News Feature | June 9, 2015

CHIME On Meaningful Use 3: Some Elements Are "Overly Ambitious"

By Megan Williams, contributing writer

CHIME On Meaningful Use 3: Some Elements Are “Overly Ambitious”

CHIME is in favor of modifications to Meaningful Use (MU) Stage 2, but believes that in its current state, Stage 3 may be reaching too far.

The College Of Health Information Management Executives (CHIME) took advantage of the Centers for Medicare and Medicaid Services’ (CMS) recent request for industry comment and submitted a letter with their opinion on both MU Stages 2 and 3 on May 26. The letter (available here) thanked CMS for the opportunity to weigh in and then proceeded to outline the organization’s take on the final two Meaningful Use initiatives.

Recommendations

CHIME acknowledged the inventive program’s role in increasing EHR (electronic health records) adoption and upgrading antiquated workflows. At the same time, it stressed the heavy demands placed on healthcare providers and IT solutions providers partners. It also included a list of recommendations to help the industry smooth the transition:

  • creating a 90-day reporting period for the first year of compliance with Stage 3 guidelines, at the very least for payment adjustment purposes
  • adjusting these guidelines for first time attesters
  • eliminating patient action thresholds for care coordination objectives
  • cutting back on the number of mandatory measures in objectives with multiple measures, HIE, and care coordination
  • creating hardship exceptions for providers that are switching vendors
  • granting healthcare providers the option of a 90-day reprieve during any program year for planned downtime, upgrades, and bug fixes related to implementing new technology or optimizing new technology within new workflows
  • Allowing paper-based means to achieve measure thresholds in certain circumstances

Defining Meaningful Use

The letter also suggested that CMS consider a single definition of MU that relies on outcome quality measures and participation in proxy programs (it uses the Million Hearts campaign as an example) or instead reduces compliance burdens over the long-term.
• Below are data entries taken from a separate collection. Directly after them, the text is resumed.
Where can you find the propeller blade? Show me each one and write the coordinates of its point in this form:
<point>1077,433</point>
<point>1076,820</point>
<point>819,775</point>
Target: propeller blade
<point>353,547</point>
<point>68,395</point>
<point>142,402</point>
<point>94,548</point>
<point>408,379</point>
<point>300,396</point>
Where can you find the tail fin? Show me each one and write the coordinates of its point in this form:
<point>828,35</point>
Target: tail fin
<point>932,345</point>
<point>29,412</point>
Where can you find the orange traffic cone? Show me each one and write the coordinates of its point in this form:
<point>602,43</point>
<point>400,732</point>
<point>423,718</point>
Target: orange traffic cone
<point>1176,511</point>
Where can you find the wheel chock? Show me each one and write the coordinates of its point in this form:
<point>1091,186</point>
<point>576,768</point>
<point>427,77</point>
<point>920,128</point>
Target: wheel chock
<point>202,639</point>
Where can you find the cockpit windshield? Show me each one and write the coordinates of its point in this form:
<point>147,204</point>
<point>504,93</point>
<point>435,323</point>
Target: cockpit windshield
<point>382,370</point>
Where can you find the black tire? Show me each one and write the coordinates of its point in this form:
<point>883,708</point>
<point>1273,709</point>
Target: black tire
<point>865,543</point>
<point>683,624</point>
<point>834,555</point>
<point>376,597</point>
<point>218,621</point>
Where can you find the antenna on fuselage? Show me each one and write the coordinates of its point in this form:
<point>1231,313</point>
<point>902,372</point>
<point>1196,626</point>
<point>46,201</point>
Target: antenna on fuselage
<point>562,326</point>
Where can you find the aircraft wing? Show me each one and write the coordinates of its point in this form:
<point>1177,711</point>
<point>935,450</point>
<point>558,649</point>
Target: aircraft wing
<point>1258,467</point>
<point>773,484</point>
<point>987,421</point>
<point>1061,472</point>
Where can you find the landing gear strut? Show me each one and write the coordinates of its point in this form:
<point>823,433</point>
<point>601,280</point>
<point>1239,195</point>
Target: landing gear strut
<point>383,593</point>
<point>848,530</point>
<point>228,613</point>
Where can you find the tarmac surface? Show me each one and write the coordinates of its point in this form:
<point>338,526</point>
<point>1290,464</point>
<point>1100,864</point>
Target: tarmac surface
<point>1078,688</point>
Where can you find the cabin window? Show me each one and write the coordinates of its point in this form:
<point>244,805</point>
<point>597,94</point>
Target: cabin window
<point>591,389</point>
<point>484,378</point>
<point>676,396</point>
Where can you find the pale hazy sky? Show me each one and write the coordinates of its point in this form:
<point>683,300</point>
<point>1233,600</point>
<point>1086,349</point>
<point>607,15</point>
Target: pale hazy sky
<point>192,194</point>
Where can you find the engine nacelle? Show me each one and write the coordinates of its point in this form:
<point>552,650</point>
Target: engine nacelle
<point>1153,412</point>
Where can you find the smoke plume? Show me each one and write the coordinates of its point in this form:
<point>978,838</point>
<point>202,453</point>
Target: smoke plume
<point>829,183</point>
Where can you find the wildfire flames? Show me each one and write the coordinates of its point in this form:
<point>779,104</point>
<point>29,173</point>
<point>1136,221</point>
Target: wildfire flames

It also weighs on the sustainability of the program while again acknowledging the overarching goals of MU: “We support the notion that full reimbursement should be contingent on use of modern technologies and techniques, but the year-over-year compliance costs of participating in the Medicare and Medicaid EHR Incentive program are simply unsustainable, especially in the context of other HHS regulatory requirements and departmental goals.”

A Suggested Extension

CHIME also suggests that CMS postpone finalizing the proposed rule until after the 2016 program year. They base this suggestion on the need of new technologies (like APIs and FHIR) to meet objectives. They acknowledge the importance of such technologies, but consider them “untested” and “unproven” in healthcare and warn against too much reliance on them until they are further developed.